Creio que a vida e ministério de cada crente são definidos a partir de sua raiz na vida cristã. Raiz bem formada, terra preparada, crente em desenvolvimento. Deste modo, percebi que: se a raiz é boa e forte – o crente que se origina dela e nela se desenvolve é crente bem forjado, é árvore frutífera. Que sente, mas não teme, a poda do Jardineiro para maior produção de frutos.Minha raiz tem duas origens abençoadas: Uma mulher de oração a quem reverencio como mãe (hoje na glória) e uma Igreja amorosa e obediente aos preceitos bíblicos que reputo como exemplo para qualquer igreja que queira ser digna como agência do Reino bendito do Senhor Jesus. Eu sou resultado do amor dedicado a Deus por uma mulher – Mariêta Oliveira dos Reis e uma igreja – Igreja Batista do Calvário (São Luis-MA). Com elas aprendi lições preciosas que continuam válidas em quase 36 anos de vida cristã (Deus me alcançou em 13/08/1972)
Com a mulher de oração e a igreja de amor aprendi que:
- Respeito e honra a pais, pastores e obreiros de Deus, são mandamentos e recomendações para serem obedecidos.
- Servir a Deus em qualquer lugar ou posição é um privilégio como poucos.
- Ter a família em sujeição e sob o ensino bíblico é o único modo de preservá-la e investir no reino de Deus.
- Ir aos campos missionários a partir do LAR e do lugar onde estamos (Bairro e Cidade) é possível e todos os filhos de Deus devem fazê-lo.
- Participar das atividades da igreja é alegria e responsabilidade que deve envolver toda a família (crianças, adolescentes, jovens e adultos).
- O melhor sermão: um bom exemplo.
- Desafios se superam com esforço individual e cooperação de todos (quantas vitórias nestes moldes alcançamos).
A galeria das minhas lembranças guarda “fotos” que valem ouro:
1) Pr. João Crisóstomo da Silva (instrumento de Deus na minha conversão, quem me batizou e me casou),
2) D. Mariêta (formadora pelo exemplo, do meu caráter cristão – como mãe, esposa e serva),
3) Marita (exemplo de garra, superação e bondade escondidos por baixo de sua pele negra)

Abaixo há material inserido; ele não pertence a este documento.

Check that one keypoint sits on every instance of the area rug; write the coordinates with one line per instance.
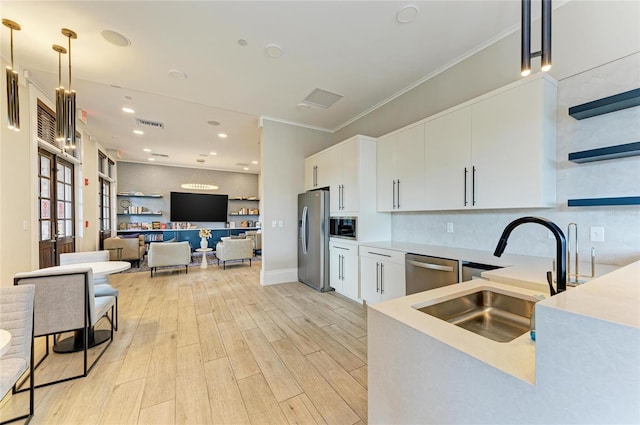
(196, 260)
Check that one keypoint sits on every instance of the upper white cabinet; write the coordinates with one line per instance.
(513, 147)
(321, 169)
(400, 164)
(448, 160)
(496, 151)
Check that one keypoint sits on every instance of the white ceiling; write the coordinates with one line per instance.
(354, 48)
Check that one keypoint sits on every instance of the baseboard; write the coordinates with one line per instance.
(274, 277)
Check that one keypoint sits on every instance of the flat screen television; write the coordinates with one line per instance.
(198, 207)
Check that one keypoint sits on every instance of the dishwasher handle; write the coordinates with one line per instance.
(430, 266)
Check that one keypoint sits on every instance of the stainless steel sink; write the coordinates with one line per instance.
(496, 316)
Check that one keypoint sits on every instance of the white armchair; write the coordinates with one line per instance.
(234, 249)
(16, 317)
(166, 254)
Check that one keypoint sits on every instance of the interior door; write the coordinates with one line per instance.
(56, 208)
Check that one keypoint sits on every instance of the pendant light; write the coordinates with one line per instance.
(60, 103)
(545, 51)
(69, 114)
(13, 99)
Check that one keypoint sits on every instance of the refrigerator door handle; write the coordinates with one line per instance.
(305, 218)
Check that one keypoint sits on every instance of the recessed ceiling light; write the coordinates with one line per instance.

4) Irmão Alírio (hoje na glória) evangelista exemplar, que não usou sua aparente deficiência (cegueira) como desculpa para não servir a Deus.

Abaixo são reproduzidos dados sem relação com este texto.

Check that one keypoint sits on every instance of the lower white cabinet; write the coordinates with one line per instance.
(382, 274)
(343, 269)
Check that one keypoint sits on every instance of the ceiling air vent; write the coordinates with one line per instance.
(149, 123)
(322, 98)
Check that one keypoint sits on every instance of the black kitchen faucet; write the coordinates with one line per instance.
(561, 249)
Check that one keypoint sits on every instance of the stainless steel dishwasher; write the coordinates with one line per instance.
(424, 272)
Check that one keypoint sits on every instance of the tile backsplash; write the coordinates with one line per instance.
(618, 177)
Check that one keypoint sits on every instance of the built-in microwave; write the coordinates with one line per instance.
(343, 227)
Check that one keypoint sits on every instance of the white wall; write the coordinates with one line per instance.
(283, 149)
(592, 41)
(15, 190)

5) A EBD e seus simples e bravos professores (que durante um ano lapidaram a dureza da minha mente e coração de jovem com a Palavra de Deus e a inspiração de suas vidas),
6) meus pastores – João Crisóstomo da Silva e Raimundo Amaral, Donald McNeall, Elizeu Martins Fernandes e suas esposas, irmã Elisa, Albertina, Wanda, Irenilda e suas famílias (que me mostraram o preço de servir a Cristo na vocação e ministério e a alegria que vem do amor e paz que excedem todo o entendimento),
7) e a família Reis – os filhos (que como eu, vêm desta raiz especial – que me ensinaram compromisso, dedicação e investimento da vida, no Reino de Deus), entre eles, de longe – meu “xodó”, a minha irmã de coração e alma Jovelina, a quem devo o aprendizado da vivência, da luta por tudo que é justo, puro e de boa fama, o amor pelo próximo, o caminhar das milhas necessárias com quem precisa, o perdão sempre pronto, o amor e a profundidade nas palavras, a delicada e firme sabedoria que Deus lhe deu, da qual muitos, inclusive eu, já puderam usufruir.

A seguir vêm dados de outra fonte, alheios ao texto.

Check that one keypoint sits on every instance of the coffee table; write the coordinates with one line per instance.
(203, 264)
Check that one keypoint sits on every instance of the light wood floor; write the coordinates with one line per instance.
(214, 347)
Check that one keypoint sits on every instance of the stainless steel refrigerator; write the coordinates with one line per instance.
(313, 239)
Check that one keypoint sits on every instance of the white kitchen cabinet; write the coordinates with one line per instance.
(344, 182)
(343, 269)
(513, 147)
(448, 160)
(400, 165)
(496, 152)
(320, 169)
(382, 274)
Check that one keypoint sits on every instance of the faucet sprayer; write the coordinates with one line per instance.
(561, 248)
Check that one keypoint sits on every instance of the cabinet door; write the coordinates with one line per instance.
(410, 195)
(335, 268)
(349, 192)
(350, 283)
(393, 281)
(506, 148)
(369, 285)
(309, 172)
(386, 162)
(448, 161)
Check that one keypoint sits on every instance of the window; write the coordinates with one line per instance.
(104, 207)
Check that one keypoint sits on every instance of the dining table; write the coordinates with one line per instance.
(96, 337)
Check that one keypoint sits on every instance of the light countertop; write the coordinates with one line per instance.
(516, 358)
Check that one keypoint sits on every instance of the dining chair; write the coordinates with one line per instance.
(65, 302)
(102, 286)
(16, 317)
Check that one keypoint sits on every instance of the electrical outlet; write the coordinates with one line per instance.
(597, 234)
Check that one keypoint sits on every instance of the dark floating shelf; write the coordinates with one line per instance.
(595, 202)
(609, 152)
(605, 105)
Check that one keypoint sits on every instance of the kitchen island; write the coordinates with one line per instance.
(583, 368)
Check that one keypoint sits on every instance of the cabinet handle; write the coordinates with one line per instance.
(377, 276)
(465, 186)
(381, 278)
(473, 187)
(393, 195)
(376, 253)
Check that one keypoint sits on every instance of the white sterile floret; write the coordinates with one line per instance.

Tudo começa na RAIZ e a minha vem de uma Mulher de Oração (minha mãe Mariêta) e de uma Igreja de Amor (Igreja Batista do Calvário) que à expressão de seu próprio nome – me amou e intercedeu por mim até que o Espírito do Senhor concluiu o Seu trabalho para a minha conversão.
Esta é a minha história, e por isso, cada vez que alguém aceita Jesus em minha Igreja, e compromete-se com ela pelo testemunho público do batismo; penso no tamanho da nossa responsabilidade (individualmente e como corpo) de ser solo fértil onde sua raiz gere uma vida cristã digna do seu Salvador. Este é um sonho que vale a pena se tornar realidade!